Coffee or Die Executive Editor Marty Skovlund, Jr. had two aspirations in High School; play for the NBA and become an Army Ranger. The Los Angeles Lakers never called but he did earn a Ranger tab. The idea that someday he would be doing “classic Ernie Pyle” journalism never crossed his mind.

Coffee or Die

Marty founded The Havok Journal to give a voice to the Veteran community.  Later, he approached Evan Hafer (a fellow soldier and Founder/CEO of Black Rifle Coffee Company) about starting a media arm of Black Rifle. Coffee of Die launched in June of 2018. Their website receives 2 million visits per month and their YouTube channel has generated 13 million views so far this year.

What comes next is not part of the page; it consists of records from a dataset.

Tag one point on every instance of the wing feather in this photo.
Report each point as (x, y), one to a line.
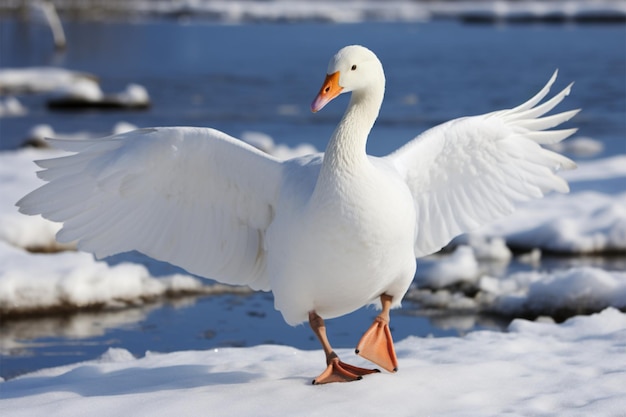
(194, 197)
(469, 171)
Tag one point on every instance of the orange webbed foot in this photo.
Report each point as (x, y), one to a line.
(376, 345)
(338, 371)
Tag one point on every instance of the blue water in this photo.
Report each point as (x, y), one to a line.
(236, 78)
(242, 78)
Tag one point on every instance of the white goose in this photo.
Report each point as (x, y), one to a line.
(326, 233)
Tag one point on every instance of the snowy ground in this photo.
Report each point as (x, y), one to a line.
(536, 369)
(589, 220)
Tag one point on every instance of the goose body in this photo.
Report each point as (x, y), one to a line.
(327, 233)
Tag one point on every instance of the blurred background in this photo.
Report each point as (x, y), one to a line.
(90, 68)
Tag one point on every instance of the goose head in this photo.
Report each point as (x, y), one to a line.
(353, 69)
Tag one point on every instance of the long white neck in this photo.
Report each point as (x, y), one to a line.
(345, 152)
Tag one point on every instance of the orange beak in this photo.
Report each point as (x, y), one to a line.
(330, 89)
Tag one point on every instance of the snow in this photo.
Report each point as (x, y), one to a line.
(574, 369)
(592, 218)
(350, 11)
(10, 106)
(42, 79)
(65, 86)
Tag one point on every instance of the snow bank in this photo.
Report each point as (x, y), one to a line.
(71, 280)
(349, 11)
(10, 106)
(42, 79)
(591, 219)
(85, 94)
(573, 369)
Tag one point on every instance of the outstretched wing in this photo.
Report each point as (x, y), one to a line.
(194, 197)
(469, 171)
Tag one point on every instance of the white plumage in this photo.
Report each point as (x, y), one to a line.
(326, 233)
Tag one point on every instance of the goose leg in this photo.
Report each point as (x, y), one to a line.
(376, 345)
(336, 370)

Marty says he left Afghanistan with a rifle and returned with a camera. His reporting for Coffee or Die has also taken him to Iraq and he recently returned from Ukraine. He shares what he witnessed in that conflict. “In Ukraine they are fighting for their very existence. Even common citizens have taken up arms.” One of his most compelling series actually was domestic coverage – the Standing Rock protest in North Dakota.

Marty’s current project is a book about special forces legend Chief Petty Officer Shannon Kent, a woman operating “outside the wire” with Special Operations at a time when it was almost unheard of.  She was killed by an ISIS suicide bomber in 2019.

I strongly encourage listeners to read his first book: “Violence of Action; The Untold Stories of the 75th Ranger Regiment in the War on Terror.”  Also, look into The Darby Project.

We also discuss Marty’s evolution into being a “real journalist”, an issue he struggled with for a long time.  He drew from his experience as the “new guy” in Ranger training. “You can’t expect others to take you seriously if you won’t take yourself seriously.”

TAKEAWAY: They idea that long form journalism has died is not accurate. People just have more competition for their time and if the product is compelling they WILL read it.